Dieses Sportgerät war bis vor Kurzem noch unbekannt in Südkorea. Dann begann sich die Region im Nordosten des Landes für die Winterspiele zu bewerben, und 1999 schloss man sich dem Weltverband IBSF an. Ein koreanischer Bob fuhr dennoch nicht, denn das Land ist zwar verrückt nach Short Track und Eiskunstlauf und hat auch ein "Miracle on Ice", die Olympiasiegerin Kim Yu-Na, aber weniger Sinn für schräges Eis. Als Pyeongchang dann im dritten Anlauf den Zuschlag bekam, musste alles ganz schnell gehen, aber erst mal nur mit dem Nötigsten, sprich: Bobfahrer, Trainer und eine Sommer-Trainingsbahn fürs Anschieben. Und darauf entstand dann das "Miracle on Asphalt".

So einfallsreich nannten die Zeitungen die Entwicklung der Trainingsgruppe um Won und Trainer Lee Yong, nachdem sich diese mit einem eher klapprigen Anfängerschlitten für die Spiele in Sotschi 2014 qualifiziert hatte. Die Trainingsgruppe fand das aber weniger witzig. Eine Sportlerin war beim Anschubtraining gestürzt und hatte sich das Schlüsselbein gebrochen. "Auf Eis wäre das nicht passiert" schimpfte Lee. Überhaupt kämpfte er gegen die Bürokratie. Der Agentur Reuters sagte er: "Alle sind stolz auf das 'Wunder auf Asphalt', aber man lässt uns nicht als Militärsport-Team zu, und zwar deshalb, weil wir keine vernünftige Strecke haben!"

Jamaika lieh den Koreanern ihren Bob aus

Sie waren damals relativ mittellos, aber sie hatten ihren Stolz. Als ihnen im Weltcup in Salt Lake City ein Bob kaputt gegangen war, konnten sie ihn nicht reparieren, es fehlte ja ein Mechaniker. Sie bekamen dann einen Leihschlitten, und zwar vom Team Jamaika, und das fanden die Koreaner einerseits großartig, andererseits auch "etwas peinlich", wie Trainer Kim Jung-Su sagte. Man müsse sich das mal vorstellen: "Die Jamaikaner kommen aus einem Schwellenland ohne Schnee, und wir sind aus dem reichen Staat mit Winter."

Vermutlich waren es gerade die Rückschläge, die den Willen weiter entfachten. Mittlerweile hatten die Koreaner einen neuen Trainer; der Briten Malcolm Gomer Lloyd vermittelte ihnen den entscheidenden Fortschritt. Vor zwei Monaten starb Lloyd dann überraschend an Krebs. Das Team war bestürzt, blieb aber diszipliniert. Gesprochen wurde über den Verlust nach außen nicht, beim Weltcup in Lake Placid trugen Won und die anderen dafür einen Schriftzug auf dem Helm: "Thank you Gomer." In Königssee hatten sie zudem ein Bild Gomers auf ihren Bob geklebt. Im Übrigen fuhr Won weiter wie bisher: mal mit kleineren Fehlern, mal überragend.

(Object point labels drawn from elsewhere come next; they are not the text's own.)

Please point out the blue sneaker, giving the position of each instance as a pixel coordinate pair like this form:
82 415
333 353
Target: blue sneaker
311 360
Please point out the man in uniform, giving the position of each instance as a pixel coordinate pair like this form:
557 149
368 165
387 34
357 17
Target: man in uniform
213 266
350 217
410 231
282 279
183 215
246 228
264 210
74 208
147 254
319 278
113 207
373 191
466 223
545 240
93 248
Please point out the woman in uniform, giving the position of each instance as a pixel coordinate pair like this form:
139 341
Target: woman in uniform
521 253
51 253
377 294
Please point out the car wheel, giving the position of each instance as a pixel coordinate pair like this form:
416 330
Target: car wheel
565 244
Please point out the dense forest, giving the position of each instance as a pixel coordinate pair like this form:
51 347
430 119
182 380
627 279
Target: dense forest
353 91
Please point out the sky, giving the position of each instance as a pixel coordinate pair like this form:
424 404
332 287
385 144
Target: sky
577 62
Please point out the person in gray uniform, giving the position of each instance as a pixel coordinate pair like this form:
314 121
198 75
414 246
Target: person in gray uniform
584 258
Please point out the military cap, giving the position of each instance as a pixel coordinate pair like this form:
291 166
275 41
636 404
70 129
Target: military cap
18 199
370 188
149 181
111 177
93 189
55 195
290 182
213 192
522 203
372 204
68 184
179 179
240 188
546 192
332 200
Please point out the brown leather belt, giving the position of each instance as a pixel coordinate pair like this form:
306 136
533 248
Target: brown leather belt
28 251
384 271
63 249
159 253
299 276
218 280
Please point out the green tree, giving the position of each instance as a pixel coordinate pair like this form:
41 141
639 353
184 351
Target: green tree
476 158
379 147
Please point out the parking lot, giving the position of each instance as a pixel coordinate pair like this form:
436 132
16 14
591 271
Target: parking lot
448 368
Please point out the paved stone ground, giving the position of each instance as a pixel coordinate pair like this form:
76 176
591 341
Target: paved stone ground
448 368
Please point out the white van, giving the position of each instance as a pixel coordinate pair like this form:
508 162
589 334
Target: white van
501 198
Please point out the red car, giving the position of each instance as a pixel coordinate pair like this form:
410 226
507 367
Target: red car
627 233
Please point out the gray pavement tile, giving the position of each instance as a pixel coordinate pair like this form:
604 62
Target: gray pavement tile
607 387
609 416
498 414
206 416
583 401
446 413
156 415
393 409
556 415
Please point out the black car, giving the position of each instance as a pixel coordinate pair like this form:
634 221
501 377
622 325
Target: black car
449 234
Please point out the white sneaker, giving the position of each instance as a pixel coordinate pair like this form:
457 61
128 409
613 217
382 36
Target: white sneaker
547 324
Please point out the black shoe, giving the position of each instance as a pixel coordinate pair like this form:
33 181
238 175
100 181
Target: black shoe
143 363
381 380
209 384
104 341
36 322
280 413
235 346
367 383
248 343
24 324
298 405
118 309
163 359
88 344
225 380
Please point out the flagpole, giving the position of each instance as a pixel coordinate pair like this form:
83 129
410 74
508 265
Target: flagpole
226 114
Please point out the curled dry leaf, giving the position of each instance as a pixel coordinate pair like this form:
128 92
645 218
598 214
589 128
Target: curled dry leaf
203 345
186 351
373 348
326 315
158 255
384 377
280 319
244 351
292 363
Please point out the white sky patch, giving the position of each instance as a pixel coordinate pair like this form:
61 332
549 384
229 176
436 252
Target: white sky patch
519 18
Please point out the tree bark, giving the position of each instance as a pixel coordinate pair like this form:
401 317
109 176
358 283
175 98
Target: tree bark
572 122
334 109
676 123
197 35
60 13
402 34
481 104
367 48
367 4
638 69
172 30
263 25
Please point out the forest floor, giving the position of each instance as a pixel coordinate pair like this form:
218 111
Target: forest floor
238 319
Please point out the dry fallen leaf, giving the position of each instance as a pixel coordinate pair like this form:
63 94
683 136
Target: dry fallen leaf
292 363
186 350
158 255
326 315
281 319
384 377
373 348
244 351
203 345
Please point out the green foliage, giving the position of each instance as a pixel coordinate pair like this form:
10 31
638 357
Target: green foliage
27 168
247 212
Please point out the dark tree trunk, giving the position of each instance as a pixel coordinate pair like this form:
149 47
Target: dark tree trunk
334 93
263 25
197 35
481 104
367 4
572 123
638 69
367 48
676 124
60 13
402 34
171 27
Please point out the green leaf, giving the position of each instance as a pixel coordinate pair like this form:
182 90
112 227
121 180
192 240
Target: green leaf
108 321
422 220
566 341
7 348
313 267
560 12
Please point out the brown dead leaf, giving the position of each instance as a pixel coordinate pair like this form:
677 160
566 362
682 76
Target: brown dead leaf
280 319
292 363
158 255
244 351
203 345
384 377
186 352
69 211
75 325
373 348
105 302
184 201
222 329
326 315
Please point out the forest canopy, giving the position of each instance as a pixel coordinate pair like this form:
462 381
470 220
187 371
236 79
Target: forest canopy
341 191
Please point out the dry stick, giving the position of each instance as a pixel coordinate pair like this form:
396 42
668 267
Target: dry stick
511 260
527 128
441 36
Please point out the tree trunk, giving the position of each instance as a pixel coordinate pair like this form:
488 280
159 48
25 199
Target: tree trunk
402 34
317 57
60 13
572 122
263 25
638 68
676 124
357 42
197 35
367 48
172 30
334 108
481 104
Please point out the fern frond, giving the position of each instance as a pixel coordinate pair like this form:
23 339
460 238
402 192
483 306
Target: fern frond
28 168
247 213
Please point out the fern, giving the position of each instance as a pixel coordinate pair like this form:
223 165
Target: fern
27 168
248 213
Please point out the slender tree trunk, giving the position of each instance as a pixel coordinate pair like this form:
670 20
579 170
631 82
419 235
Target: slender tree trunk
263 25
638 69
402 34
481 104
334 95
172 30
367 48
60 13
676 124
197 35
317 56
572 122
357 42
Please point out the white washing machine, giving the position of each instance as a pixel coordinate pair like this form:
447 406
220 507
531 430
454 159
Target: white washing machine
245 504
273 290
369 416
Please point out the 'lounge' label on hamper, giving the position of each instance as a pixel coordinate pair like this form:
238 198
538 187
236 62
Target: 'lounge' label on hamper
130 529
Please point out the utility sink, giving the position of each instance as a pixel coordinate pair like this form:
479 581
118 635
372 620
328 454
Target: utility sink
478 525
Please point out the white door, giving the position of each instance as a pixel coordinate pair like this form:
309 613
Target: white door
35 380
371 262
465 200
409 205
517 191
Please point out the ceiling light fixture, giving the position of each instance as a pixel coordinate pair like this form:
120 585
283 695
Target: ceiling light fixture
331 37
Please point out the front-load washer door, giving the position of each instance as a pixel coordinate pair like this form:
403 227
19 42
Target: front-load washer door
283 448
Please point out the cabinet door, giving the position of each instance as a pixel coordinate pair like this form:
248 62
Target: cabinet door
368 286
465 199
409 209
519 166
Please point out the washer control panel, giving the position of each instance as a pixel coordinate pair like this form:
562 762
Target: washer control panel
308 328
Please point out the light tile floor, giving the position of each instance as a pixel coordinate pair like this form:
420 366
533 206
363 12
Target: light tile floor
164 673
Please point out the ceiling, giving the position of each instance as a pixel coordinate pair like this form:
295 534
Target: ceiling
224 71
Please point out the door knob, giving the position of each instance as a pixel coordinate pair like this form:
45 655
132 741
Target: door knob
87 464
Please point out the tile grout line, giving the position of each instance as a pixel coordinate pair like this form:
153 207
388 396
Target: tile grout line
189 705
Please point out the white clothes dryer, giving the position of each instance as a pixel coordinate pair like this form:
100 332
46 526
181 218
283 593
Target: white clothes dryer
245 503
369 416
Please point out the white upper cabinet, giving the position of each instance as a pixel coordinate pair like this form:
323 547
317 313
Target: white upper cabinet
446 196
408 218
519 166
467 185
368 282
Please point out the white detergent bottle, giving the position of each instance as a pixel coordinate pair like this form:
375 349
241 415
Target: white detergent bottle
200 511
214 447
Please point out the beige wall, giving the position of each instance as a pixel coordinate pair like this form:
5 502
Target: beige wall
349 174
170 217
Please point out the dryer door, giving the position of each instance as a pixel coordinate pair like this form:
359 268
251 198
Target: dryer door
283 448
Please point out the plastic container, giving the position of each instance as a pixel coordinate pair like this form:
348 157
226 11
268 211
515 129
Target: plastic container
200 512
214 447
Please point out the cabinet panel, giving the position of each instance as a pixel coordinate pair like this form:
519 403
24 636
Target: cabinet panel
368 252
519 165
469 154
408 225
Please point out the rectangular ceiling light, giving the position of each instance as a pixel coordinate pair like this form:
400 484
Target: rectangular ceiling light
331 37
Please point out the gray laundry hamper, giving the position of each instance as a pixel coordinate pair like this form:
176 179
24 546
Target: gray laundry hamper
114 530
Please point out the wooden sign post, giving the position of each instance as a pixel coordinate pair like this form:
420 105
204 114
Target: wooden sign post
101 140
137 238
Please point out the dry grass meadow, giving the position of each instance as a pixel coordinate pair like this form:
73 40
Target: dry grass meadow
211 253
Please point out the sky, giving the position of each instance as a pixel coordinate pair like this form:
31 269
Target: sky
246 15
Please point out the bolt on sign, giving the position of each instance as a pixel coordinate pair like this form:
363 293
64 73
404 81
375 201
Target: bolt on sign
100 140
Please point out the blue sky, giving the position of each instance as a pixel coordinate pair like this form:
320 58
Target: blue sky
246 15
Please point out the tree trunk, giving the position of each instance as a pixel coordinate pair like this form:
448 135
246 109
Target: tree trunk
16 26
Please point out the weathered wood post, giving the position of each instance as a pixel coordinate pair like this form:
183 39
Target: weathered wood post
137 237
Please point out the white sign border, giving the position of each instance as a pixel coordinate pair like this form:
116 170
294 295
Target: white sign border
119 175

"Es gibt noch viel zu verbessern"

Das Bobfahren lässt sich vergleichsweise einfach erlernen, auf die Frage, warum es noch keinen südkoreanischen Superrodler gibt, sagen die Rodler: "Weil Bobfahren, anders als Rodeln, wie Autofahren ist." Doch auch sie geben zu, dass ein Aufstieg an den Bob-Lenkseilen zum Gesamtweltcupsieger innerhalb von drei Jahren eine grandiose Leistung darstellt. Won Yunjong und Seo Yeong Woo hatten ja nicht nur wenig Zeit, sondern auch keine Grundlagen. Anders als ihre Gegner aus den Alpen erhielten sie nicht schon als Jugendliche ein Gefühl fürs Rodeln. Nebenbei brauchten sie schnell ein Wettkampfgewicht, im Bob ist das ein Hangabtriebs-Gewicht. Gerüchten zufolge aß Won täglich 15 Schüsseln Reis, bis er 100 Kilo auf die Waage brachte.

Mittlerweile haben die Koreaner Sponsoren, sie werden von den Gegnern gefürchtet und zu Hause anerkannt. Won erklärte nach seinem Sieg am Königssee, dass der Weg noch lange nicht zu Ende sei: "Es gibt noch viel zu verbessern und viel Erfahrung zu sammeln." Und somit viel zu staunen.